Los centros de la JAE comienzan, sobre todo a partir de la Primera Guerra Mundial, a ser visitados y frecuentados por estudiantes e investigadores extranjeros y a partir de 1916 se inicia la experiencia de traer a España a profesores de universidades extranjeras para impartir prácticas y cursos de especialización. En paralelo, se pone en marcha una política de establecimiento de cátedras y seminarios de lengua y cultura españolas diseminados por los campus universitarios de muchos países de América y Europa, y se establecen múltiples relaciones entre la JAE y distintas instituciones culturales y científicas internacionales. El Departamento de Estudios Hispánicos de La Universidad de Columbia en Nueva York, dinamizado por Federico de Onís, Ángel del Río y Pilar Madariaga era uno de estos centros. El CEH consiguió aglutinar en torno a su núcleo de investigadores a los científicos foráneos atraídos por el estudio de las lenguas y las culturas hispánicas, muchas veces con un objetivo comparativo.

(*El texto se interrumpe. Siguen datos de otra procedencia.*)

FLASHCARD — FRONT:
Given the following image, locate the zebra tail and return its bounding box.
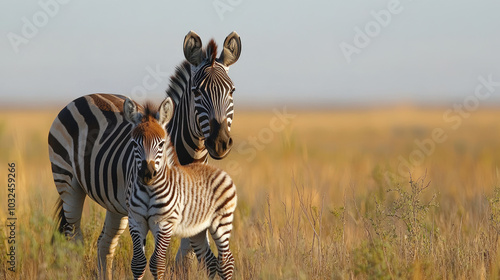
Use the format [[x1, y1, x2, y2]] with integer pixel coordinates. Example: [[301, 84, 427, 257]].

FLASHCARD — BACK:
[[51, 197, 68, 244]]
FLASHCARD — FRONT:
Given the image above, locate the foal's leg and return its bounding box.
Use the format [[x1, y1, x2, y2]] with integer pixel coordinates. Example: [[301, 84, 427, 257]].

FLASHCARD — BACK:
[[129, 215, 148, 279], [189, 230, 217, 279], [149, 221, 172, 279], [210, 213, 234, 279]]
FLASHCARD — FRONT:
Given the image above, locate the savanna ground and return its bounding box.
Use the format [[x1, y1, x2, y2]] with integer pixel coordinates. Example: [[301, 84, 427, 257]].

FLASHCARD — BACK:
[[0, 104, 500, 279]]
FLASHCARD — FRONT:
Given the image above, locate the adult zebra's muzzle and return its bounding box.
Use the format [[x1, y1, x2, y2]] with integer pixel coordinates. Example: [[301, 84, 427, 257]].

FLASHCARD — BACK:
[[139, 160, 157, 185], [205, 118, 233, 159]]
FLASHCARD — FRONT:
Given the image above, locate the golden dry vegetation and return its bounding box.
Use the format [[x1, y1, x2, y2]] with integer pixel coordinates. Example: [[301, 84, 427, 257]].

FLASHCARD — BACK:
[[0, 107, 500, 279]]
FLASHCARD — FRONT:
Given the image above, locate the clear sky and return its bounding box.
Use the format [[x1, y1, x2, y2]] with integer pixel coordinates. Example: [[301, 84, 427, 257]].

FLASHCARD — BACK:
[[0, 0, 500, 106]]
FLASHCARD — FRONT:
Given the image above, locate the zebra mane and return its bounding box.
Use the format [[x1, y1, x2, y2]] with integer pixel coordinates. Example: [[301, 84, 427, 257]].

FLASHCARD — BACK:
[[166, 39, 217, 107], [142, 101, 158, 118]]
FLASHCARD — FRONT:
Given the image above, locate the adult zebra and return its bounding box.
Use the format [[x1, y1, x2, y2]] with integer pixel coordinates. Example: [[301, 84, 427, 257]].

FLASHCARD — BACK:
[[48, 31, 241, 278], [123, 98, 237, 279]]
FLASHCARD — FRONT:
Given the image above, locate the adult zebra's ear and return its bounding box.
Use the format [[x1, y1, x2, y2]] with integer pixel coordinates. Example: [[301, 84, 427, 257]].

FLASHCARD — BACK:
[[123, 97, 142, 125], [183, 30, 203, 66], [157, 97, 174, 126], [219, 31, 241, 66]]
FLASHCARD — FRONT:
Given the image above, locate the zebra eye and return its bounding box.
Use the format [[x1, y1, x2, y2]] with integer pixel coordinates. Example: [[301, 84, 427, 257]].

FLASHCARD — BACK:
[[193, 87, 201, 97]]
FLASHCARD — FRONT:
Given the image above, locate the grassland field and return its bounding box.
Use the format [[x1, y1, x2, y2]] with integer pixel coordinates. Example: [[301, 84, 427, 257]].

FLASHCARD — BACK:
[[0, 106, 500, 280]]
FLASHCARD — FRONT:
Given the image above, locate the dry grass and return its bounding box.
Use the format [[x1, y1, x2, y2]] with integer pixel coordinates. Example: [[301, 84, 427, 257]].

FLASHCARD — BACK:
[[0, 107, 500, 279]]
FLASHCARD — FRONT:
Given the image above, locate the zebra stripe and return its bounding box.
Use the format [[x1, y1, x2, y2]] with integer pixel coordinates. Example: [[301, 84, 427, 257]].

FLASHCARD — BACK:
[[125, 99, 237, 279], [48, 32, 241, 278]]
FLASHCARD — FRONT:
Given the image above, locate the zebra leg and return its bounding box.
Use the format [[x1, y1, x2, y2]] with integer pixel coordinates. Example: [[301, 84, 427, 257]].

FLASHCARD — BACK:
[[189, 230, 217, 279], [97, 210, 128, 279], [52, 177, 87, 243], [129, 215, 148, 279], [175, 238, 196, 266], [149, 221, 172, 279], [210, 212, 234, 279]]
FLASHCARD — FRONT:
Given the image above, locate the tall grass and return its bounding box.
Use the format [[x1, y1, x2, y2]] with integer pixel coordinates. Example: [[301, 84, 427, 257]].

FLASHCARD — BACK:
[[0, 108, 500, 279]]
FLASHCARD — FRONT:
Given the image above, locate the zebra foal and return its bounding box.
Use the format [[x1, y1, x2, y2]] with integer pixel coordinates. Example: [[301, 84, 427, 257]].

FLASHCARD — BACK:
[[123, 98, 237, 279]]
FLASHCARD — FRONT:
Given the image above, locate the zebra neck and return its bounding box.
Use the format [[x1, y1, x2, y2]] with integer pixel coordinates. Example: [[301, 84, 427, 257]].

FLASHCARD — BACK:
[[167, 85, 208, 165]]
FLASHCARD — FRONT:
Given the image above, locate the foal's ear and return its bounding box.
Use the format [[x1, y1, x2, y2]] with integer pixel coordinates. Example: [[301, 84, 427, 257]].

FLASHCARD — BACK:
[[157, 97, 174, 127], [219, 31, 241, 66], [183, 30, 204, 66], [123, 97, 142, 125]]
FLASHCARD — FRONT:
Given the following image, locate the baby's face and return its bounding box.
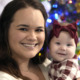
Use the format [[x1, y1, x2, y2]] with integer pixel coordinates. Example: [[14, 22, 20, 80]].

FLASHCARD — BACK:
[[49, 31, 76, 61]]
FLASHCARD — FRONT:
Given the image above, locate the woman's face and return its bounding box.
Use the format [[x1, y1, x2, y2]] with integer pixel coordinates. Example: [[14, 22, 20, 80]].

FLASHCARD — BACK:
[[8, 7, 45, 59]]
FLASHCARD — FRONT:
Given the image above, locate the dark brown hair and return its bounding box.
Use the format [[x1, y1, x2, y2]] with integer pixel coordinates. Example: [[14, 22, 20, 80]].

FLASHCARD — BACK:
[[0, 0, 47, 80]]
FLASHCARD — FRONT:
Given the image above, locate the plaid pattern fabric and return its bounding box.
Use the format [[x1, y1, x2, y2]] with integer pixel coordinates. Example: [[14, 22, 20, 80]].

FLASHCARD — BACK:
[[49, 59, 80, 80]]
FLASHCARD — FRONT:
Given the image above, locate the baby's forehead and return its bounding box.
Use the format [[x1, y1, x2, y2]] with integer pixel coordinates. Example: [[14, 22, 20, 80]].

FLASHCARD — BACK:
[[60, 22, 70, 26]]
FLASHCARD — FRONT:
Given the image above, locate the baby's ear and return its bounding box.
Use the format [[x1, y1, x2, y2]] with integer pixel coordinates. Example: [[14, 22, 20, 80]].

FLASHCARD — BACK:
[[72, 22, 77, 29]]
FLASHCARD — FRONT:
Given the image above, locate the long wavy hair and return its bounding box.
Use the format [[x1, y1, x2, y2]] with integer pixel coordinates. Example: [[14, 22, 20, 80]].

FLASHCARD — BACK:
[[0, 0, 47, 80]]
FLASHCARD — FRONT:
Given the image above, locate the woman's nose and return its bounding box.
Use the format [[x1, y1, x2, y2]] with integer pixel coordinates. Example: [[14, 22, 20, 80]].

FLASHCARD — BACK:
[[27, 32, 37, 41], [60, 45, 66, 50]]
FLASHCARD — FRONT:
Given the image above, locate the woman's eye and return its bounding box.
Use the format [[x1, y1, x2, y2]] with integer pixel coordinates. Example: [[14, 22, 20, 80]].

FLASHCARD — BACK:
[[56, 42, 60, 45], [19, 28, 27, 31], [36, 29, 44, 32]]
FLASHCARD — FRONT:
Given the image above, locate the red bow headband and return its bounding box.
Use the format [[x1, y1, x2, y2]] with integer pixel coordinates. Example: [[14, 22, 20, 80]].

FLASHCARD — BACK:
[[49, 20, 78, 46]]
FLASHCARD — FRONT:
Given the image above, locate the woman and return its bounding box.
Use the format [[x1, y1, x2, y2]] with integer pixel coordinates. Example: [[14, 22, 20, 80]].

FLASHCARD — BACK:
[[0, 0, 48, 80]]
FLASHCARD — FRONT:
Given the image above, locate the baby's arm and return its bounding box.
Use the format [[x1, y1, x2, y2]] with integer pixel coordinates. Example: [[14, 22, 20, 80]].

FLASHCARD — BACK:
[[49, 59, 78, 80]]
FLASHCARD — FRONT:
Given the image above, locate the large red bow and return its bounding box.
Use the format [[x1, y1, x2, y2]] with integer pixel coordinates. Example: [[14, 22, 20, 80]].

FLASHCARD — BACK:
[[53, 20, 77, 38]]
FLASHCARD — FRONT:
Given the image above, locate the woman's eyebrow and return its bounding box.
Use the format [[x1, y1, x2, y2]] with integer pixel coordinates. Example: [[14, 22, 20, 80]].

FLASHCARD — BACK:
[[17, 24, 29, 27]]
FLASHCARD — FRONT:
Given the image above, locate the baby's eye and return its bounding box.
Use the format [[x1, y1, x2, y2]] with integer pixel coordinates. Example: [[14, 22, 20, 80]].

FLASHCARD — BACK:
[[19, 28, 28, 31], [56, 42, 60, 45]]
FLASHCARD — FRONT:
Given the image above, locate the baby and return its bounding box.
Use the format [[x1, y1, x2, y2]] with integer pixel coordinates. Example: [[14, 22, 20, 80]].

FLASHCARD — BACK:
[[49, 20, 80, 80]]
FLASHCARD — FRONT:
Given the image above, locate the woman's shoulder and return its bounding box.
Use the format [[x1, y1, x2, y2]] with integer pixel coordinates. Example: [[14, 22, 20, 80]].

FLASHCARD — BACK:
[[0, 71, 21, 80], [39, 58, 51, 80]]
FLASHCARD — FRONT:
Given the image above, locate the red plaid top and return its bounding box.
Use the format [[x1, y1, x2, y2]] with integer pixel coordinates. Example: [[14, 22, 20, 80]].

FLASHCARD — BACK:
[[49, 59, 80, 80]]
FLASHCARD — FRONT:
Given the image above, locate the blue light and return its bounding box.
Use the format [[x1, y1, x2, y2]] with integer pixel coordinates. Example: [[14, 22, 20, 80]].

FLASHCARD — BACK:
[[54, 13, 59, 19], [65, 11, 69, 16], [52, 4, 58, 8], [47, 19, 52, 23]]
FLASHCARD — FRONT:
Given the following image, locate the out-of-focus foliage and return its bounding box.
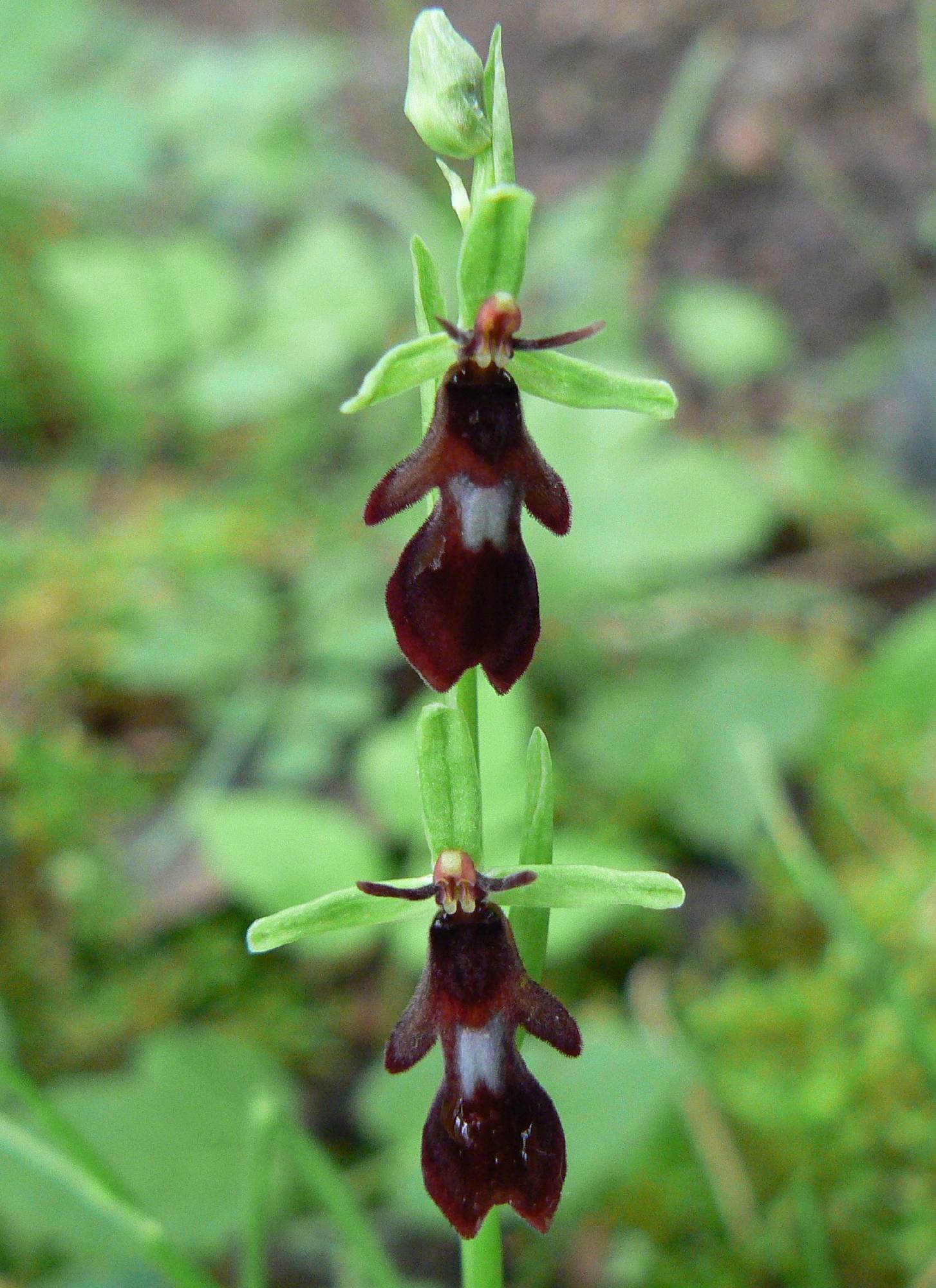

Por otro lado, el exotismo de la cultura tradicional española y su enorme variedad y riqueza en aquellas décadas iniciales del siglo XX constituyó un foco de atractivo para la investigación folklórica llevada a cabo, tanto por los propios españoles –liderados por los investigadores del CEH, Eduardo Martínez Torner, Federico de Onís, Tomás Navarro Tomás, Américo Castro, Aurelio de Llano, Manuel Manrique de Lara, etc.- como por algunos extranjeros, entre los cuales podemos incluir a Kurt Schlinder. El aliciente de poder entrar en contacto directo con realidades culturales arcaicas, todavía vivas en el campo español, tan alejado de los estándares de desarrollo tecnológico y los modelos vida moderna que se extendían por los países occidentales, constituía en el caso de nuestra cultura popular y tradicional un atractivo todavía mayor en el caso de los investigadores e intelectuales norteamericanos.
Fotografía de grupo en la Residencia de Estudiantes donde aparecen Tomás Navarro Tomás y Américo Castro entre otros. @CSIC. ACCHS. Signatura: ATN/MON/016
La obra de Schlinder quedó inconclusa, interrumpida por su muerte, pero en un sentido más general, podemos decir que toda la obra colectiva de salvamento patrimonial de la cultura popular, incluida la recopilación de cantos y músicas de carácter tradicional de la que formaba parte, fue no solo interrumpida por la guerra que asoló el país en 1936, sino olvidada, perdida, sepultada por la enorme capa de silencio que impuso sobre la investigación, la educación y la cultura republicana la dictadura que la sucedió.
En 1991, cuando se cumplieron 50 años de su publicación en Estados Unidos, Música y poesía popular de España y Portugal fue reeditada, con colaboraciones de Israel J. Katz, Miguel Manzano y Samuel Armistead (Schindler, 1991). Sin embargo, la pérdida documental y de la memoria de esta recopilación de música y canciones peninsulares, solo ahora, con la puesta a disposición de la ciudadanía de este patrimonio de una importancia y valor que es difícil de calcular, se recupera y sirve a los objetivos con que se llevó a cabo.